By Larry Neild, Liverpool Daily Post
AMERICAN billionaire Tom Hicks and his Liverpool FC co-owner George Gillett are to meet for key talks with council officials this week, city leader Warren Bradley said last night.
The duo, in town for tomorrow’s crunch Champions League semi-final return leg against Chelsea, are expected to discuss plans for their new multi-million pound stadium.
One plan is to preserve the turf of the existing ground as the centrepiece for a new plaza, to ensure fans’ dreams and memories can forever be played out on the world- famous Stanley Park turf.
The council can expect to receive a new planning application for both the existing and new sites, which lie virtually side by side in Anfield, this summer. That will delay the opening of the new stadium until at least the start of the 2010 season.
It will also send the cost rocketing from the current £180m to well over £200m.
Although work on the new stadium will still start this summer, the Americans are thought to believe that a new planning application is the best way of getting their plans sorted out from the outset.
As the area needed does not change, work can start simul- taneously with consideration of the amended plans.
By seeking a new planning approval for much enlarged stadium, Liverpool FC will have to carry out a new traffic impact study. The previous assessment was based on a crowd capacity of 61,000, but if the stadium is going to hold between 75,000 and 80,000 people the whole process will have to be redone.
There will be pressure on the club to provide a new Merseyrail train station along the Utting Avenue cutting to offer public transport links to the enlarged ground.
The owners will be meeting a city council group led by Cllr Warren Bradley, council chief executive Colin Hilton and regeneration director John Kelly.
Last night Cllr Bradley said: “My guess is that Liverpol FC will opt to go for a new planning application.
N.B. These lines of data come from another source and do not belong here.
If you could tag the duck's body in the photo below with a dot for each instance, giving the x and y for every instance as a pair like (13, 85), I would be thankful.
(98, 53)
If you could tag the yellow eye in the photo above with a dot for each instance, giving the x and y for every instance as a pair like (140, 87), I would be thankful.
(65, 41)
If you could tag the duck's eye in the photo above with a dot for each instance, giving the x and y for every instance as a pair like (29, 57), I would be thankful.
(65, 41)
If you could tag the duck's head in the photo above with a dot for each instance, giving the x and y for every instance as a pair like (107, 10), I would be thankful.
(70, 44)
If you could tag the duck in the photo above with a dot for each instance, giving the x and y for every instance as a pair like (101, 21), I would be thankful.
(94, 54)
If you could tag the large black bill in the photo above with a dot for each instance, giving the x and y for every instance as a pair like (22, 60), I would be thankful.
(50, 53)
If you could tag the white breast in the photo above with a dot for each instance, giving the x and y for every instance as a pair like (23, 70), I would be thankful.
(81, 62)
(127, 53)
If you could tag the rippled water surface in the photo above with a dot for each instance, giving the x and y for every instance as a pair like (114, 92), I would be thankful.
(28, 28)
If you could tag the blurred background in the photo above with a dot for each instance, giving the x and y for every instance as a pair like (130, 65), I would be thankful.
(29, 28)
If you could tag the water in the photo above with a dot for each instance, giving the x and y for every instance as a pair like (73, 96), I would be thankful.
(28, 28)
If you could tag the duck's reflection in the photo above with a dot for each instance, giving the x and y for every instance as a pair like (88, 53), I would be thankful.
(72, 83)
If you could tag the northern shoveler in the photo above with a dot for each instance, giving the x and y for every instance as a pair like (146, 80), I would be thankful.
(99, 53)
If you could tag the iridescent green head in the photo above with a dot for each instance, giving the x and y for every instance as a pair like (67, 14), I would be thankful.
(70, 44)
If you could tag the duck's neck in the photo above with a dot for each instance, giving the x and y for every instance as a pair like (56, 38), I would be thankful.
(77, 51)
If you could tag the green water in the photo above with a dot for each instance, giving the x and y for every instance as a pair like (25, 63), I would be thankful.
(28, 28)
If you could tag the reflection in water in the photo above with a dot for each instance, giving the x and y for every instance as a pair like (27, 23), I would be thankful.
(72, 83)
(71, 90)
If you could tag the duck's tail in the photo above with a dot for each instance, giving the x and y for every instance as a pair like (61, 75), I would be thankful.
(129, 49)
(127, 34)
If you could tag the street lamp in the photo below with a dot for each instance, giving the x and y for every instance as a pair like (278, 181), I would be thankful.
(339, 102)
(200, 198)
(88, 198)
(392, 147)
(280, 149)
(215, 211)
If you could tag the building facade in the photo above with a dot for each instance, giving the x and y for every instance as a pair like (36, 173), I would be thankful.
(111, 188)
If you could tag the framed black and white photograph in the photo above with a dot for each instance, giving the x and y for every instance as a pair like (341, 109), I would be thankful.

“The owners are not going to increase the footprint (the overall site size) of the new stadium, but the capacity will be significantly increased. We have to respect the fact that many people live in the area and we will make sure that the impact is properly assessed.
“I can see the sense in a fresh application because they have their own ideas of how they see the stadium being used and it is much better to get it right at the very beginning.
“It will mean the opening being put back, but we will have a world-class facility in our city. The plans they are talking about for Anfield Plaza are extraordinary.
“They want to change the original concept and leave the existing pitch as a grassed area. They want people to be able to relive the moments of glory on the existing pitch."